Dari pengertian sistem hukum diatas dapat disimpulkan bahwa, Pengertian Sistem hukum adalah suatu kesatuan peraturan-peraturan hukum yang terdiri atas bagian-bagian (hukum) yang mempunyai kaitan (interaksi) satu sama lain, yang tersusun sedemikian rupa menurut asas-asasnya, dimana berfungsi untuk mencapai tujuan. Masing-masing bagian tidak berdiri sendiri, tetapi saling terikat. Arti pentingnya yaitu setiap bagian terletak pada ikatan sistem, dalam kesatuan dan hubungannya yang sistematis dengan peraturan-peraturan hukum lainnya.

Bagian-bagian dari hukum merupakan unsur-unsur yang mendukung hukum sebagai suatu kesatuan (integral) dalam suatu jaringan dengan hubungan yang fungsional, resiprokal dan interdepedensi. Misalnya antara Hukum Tata Negara dengan Hukum Administrasi Negara, Hukum Pidana dengan Hukum Perdata, dan seterusnya yang mengarah pada tujuan yang sama , yaitu menciptakan kepastian hukum keadilan dan kegunaan.

Sistem hukum juga tidak terlepas dari asas-asas yang mendukungnya.
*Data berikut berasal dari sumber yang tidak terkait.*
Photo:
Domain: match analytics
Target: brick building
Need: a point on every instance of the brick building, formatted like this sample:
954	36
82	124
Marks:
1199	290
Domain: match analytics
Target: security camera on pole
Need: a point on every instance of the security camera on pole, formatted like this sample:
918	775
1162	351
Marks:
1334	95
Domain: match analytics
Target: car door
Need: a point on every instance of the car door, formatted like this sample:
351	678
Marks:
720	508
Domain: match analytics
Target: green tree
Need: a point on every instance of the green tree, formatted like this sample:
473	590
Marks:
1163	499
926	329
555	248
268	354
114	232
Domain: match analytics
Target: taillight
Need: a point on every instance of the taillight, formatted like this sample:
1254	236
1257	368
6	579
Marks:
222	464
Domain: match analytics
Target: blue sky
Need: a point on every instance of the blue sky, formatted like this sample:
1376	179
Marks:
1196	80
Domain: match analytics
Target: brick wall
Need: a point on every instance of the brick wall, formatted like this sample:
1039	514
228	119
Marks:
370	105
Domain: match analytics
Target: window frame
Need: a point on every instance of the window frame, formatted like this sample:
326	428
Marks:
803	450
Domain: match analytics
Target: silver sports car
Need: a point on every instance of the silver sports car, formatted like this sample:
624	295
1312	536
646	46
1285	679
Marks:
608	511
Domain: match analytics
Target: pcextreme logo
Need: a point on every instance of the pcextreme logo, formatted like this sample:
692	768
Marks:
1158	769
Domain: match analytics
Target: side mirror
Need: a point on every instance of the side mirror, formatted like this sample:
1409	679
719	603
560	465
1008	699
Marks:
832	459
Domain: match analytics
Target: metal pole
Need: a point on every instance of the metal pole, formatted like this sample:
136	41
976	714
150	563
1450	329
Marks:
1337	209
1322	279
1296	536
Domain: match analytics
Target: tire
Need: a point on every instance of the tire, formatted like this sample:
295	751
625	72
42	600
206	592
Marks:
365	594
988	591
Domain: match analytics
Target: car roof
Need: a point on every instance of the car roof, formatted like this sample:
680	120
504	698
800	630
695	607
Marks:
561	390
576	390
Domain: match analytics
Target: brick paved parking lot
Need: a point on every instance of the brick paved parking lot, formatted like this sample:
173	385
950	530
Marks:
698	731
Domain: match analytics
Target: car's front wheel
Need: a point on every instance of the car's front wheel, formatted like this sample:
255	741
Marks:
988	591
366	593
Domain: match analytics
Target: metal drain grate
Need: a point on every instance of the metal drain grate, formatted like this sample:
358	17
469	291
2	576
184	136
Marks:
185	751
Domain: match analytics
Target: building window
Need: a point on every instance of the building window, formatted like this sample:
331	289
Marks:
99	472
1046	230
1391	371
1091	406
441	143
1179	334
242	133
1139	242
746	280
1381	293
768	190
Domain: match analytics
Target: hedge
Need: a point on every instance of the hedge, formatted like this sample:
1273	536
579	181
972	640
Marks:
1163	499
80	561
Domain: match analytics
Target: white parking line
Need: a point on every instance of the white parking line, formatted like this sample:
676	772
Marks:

Untuk itu hukum adalah suatu sistem, yang artinya susunan atau tataan teratur dari aturan-atruran hidup, keseluruhannya terdiri atas bagian-bagian yang berkaitan satu sama lain. Dalam sistem hukum yang baik tidak bolehb terjadi pertentangan di antara bagian-bagian yang ada. Jika suatu pertentangan atau kontradiksi tersebut terjadi, sistem itu sendiri yang menyelesaikannya sehingga tidak berlarut. Hukum yang merupakan sistem yang tersusun atas sejumlah bagian-bagian yang masing-masing merupakan sistem yang dinamakan subsistem. Misalnya: sistem hukum positif Indonesia, terdapat subsistem hukum pidana, subsistem hukum perdata dan lainnya saling berbeda.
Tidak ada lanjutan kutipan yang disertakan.